Aktuell sehe ich wieder vermehr Jammerposts von SelfpublisherInnen auf Facebook, die lautstark verkünden niemals (!!einself!!!1!) eBooks für 99 Cent verkaufen zu wollen. Der Wortlaut ist grob wie folgt:

»Mimimi! Ich werde mein eBook nicht für 99 Cent anbieten! Es steckt doch so viel Herzblut drin!!!einself! Wo bleibt denn da ’der Wert des geschriebenen Wortes’?«

Dazu einige Anmerkungen:

1.: Werbeaktionen sind genau das: Werbeaktionen. Man kann tausende Euronen ausgeben, um eine Anzeige in irgendeinem Käseblatt zu schalten, die dann keiner sieht – oder die keinen interessiert. Oder man versucht eben durch eine Werbeaktion Sichtbarkeit herzustellen. Die Differenz zum üblichen Verkaufspreis ist dann eine ganz normale Werbeinvestition, die keineswegs den eigentlichen Wert des Buches verringert.

2.: Wenn das eBook nicht gekauft wird, dann ist es völlig egal was es kostet: Was ist dann der »Wert des geschriebenen Wortes«?

3.: Wenn das eBook den Umfang eines Heftromans hat, kann 99 Cent ein durchaus angemessener Preis sein.
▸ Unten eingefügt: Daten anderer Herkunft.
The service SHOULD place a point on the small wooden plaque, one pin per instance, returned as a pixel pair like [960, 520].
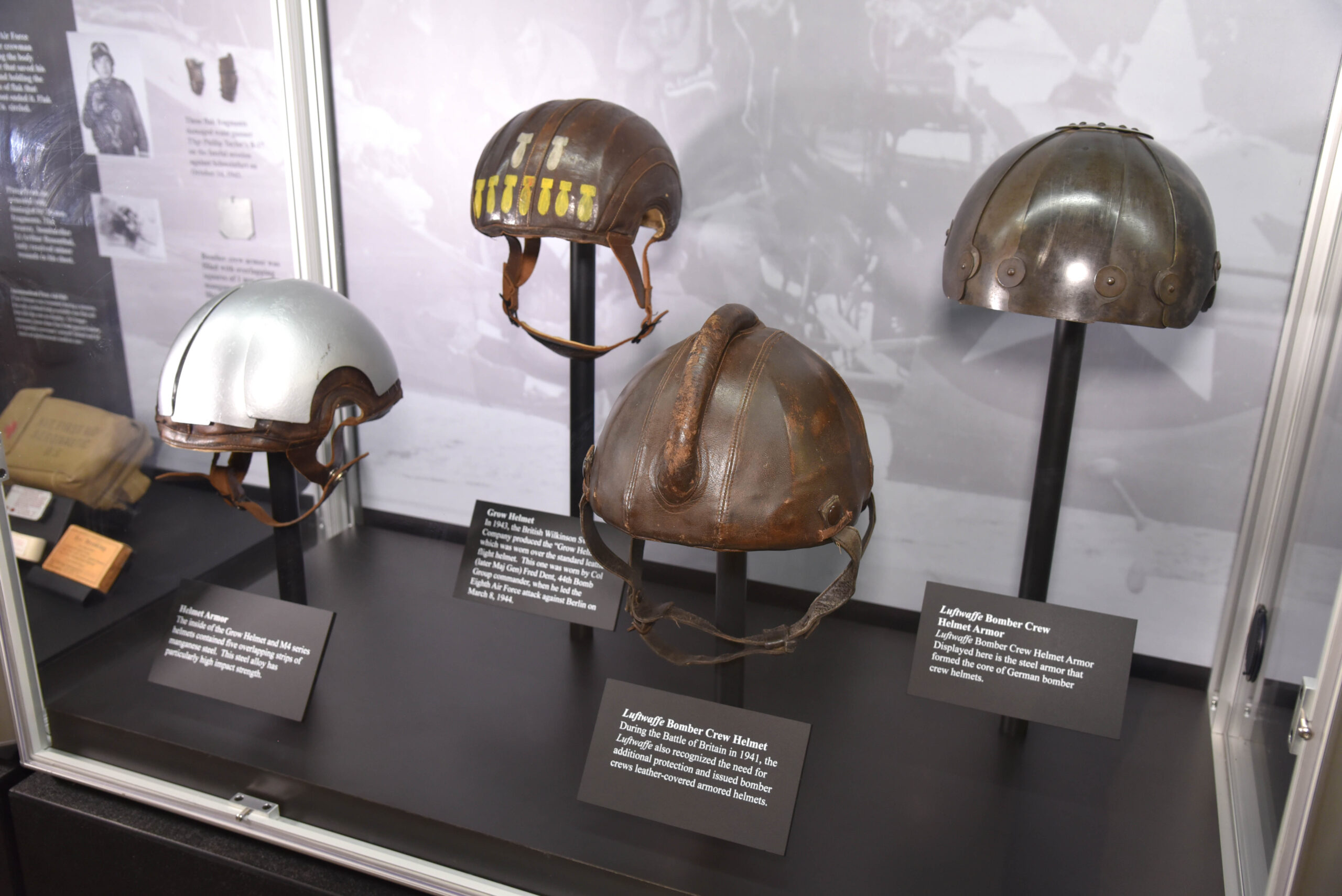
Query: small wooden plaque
[88, 558]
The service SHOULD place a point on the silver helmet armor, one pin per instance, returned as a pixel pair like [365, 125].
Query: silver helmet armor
[264, 368]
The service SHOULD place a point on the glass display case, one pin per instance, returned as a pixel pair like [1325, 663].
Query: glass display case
[331, 670]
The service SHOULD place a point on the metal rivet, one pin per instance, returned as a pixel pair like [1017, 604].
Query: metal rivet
[1110, 282]
[1011, 273]
[968, 263]
[1166, 286]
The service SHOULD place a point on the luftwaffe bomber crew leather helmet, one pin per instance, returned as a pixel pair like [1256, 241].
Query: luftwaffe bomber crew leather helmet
[1087, 223]
[264, 368]
[584, 171]
[737, 439]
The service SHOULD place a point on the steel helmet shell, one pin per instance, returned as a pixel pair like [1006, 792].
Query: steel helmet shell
[584, 171]
[265, 366]
[1087, 223]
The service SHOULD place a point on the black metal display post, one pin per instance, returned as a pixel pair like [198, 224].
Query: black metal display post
[581, 381]
[729, 615]
[289, 541]
[1046, 502]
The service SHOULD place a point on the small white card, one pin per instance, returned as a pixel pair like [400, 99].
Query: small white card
[29, 548]
[27, 503]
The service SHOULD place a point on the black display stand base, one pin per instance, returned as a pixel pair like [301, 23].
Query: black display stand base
[581, 383]
[289, 541]
[1046, 501]
[458, 733]
[729, 615]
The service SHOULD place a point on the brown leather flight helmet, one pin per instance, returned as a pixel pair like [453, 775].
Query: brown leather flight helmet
[737, 439]
[1086, 223]
[266, 366]
[584, 171]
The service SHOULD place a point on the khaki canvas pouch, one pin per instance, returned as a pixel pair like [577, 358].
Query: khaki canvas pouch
[74, 450]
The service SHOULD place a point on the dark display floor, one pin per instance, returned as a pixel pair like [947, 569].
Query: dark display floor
[458, 731]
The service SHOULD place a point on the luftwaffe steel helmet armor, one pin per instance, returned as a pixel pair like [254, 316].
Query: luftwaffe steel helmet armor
[264, 368]
[1086, 223]
[737, 439]
[584, 171]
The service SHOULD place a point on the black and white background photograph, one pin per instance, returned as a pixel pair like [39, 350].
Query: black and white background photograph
[111, 88]
[128, 227]
[825, 149]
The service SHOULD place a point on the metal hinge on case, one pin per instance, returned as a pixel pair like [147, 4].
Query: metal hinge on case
[247, 805]
[1301, 727]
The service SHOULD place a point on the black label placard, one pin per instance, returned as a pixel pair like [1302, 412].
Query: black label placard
[243, 648]
[713, 769]
[1031, 661]
[537, 563]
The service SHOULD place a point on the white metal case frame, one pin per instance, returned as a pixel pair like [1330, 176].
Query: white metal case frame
[1307, 356]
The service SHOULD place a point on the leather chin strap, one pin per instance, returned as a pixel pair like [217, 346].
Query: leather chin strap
[227, 479]
[777, 640]
[521, 263]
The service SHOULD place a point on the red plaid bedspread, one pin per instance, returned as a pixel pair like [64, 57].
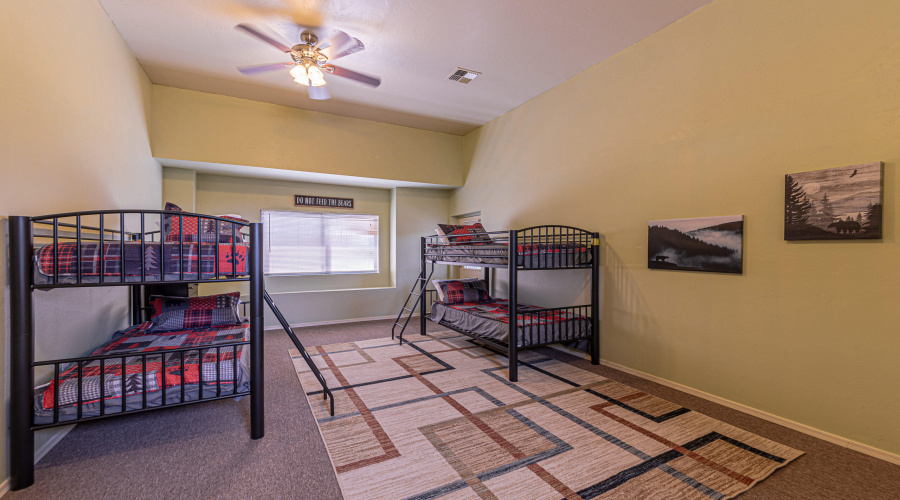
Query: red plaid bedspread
[137, 340]
[204, 253]
[527, 315]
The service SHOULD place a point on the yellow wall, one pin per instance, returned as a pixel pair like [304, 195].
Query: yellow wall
[73, 136]
[705, 118]
[195, 126]
[179, 186]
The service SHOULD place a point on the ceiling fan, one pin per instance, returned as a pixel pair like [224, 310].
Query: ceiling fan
[310, 60]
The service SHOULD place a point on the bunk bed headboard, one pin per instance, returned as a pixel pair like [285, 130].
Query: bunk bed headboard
[109, 247]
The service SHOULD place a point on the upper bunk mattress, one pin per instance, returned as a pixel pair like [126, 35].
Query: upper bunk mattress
[203, 253]
[490, 320]
[136, 340]
[536, 256]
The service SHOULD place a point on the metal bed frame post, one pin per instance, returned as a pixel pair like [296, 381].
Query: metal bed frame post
[595, 299]
[423, 285]
[21, 356]
[136, 303]
[513, 340]
[257, 289]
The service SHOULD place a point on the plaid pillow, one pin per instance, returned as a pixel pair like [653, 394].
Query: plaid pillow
[173, 225]
[480, 235]
[468, 291]
[185, 313]
[224, 229]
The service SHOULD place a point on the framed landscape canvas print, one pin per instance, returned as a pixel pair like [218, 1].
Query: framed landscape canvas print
[711, 244]
[841, 203]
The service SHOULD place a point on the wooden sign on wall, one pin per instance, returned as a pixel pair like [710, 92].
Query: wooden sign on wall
[322, 201]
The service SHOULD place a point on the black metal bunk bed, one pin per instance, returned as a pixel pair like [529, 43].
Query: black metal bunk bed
[115, 253]
[536, 248]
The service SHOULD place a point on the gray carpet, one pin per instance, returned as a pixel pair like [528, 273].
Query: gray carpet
[205, 451]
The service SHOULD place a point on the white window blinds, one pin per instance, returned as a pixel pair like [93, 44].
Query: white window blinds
[319, 243]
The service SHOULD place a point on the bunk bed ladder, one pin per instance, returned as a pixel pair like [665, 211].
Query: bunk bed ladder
[326, 393]
[420, 284]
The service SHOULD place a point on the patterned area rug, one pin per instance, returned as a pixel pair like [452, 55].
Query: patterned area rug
[437, 418]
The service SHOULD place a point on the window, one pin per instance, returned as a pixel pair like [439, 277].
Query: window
[319, 243]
4.: Schnell herunter geschriebener Massenschmonz ist vielleicht auch nur 99 Cent wert, und das ist dann möglicherweise auch sinnvoll, wenn er sich dafür viel öfter verkauft als für 4,99 Euronen.

5.: Wenn du dein eBook nicht für 99 Cent verkaufen möchtest, dann ist das selbstverständlich Deine eigene Entscheidung. Prima, mach es so! Aber warum uns deswegen ständig lange volltexten?

6.: »Der Wert des geschriebenen Wortes« muss sich an zahllosen weiteren Medien messen, beispielsweise Fernsehserien, Filmen, Computerspielen – oder Apps für ebenfalls 99 Cent. Mit denen steht man in der Gunst des Käufers in direkter Konkurrenz.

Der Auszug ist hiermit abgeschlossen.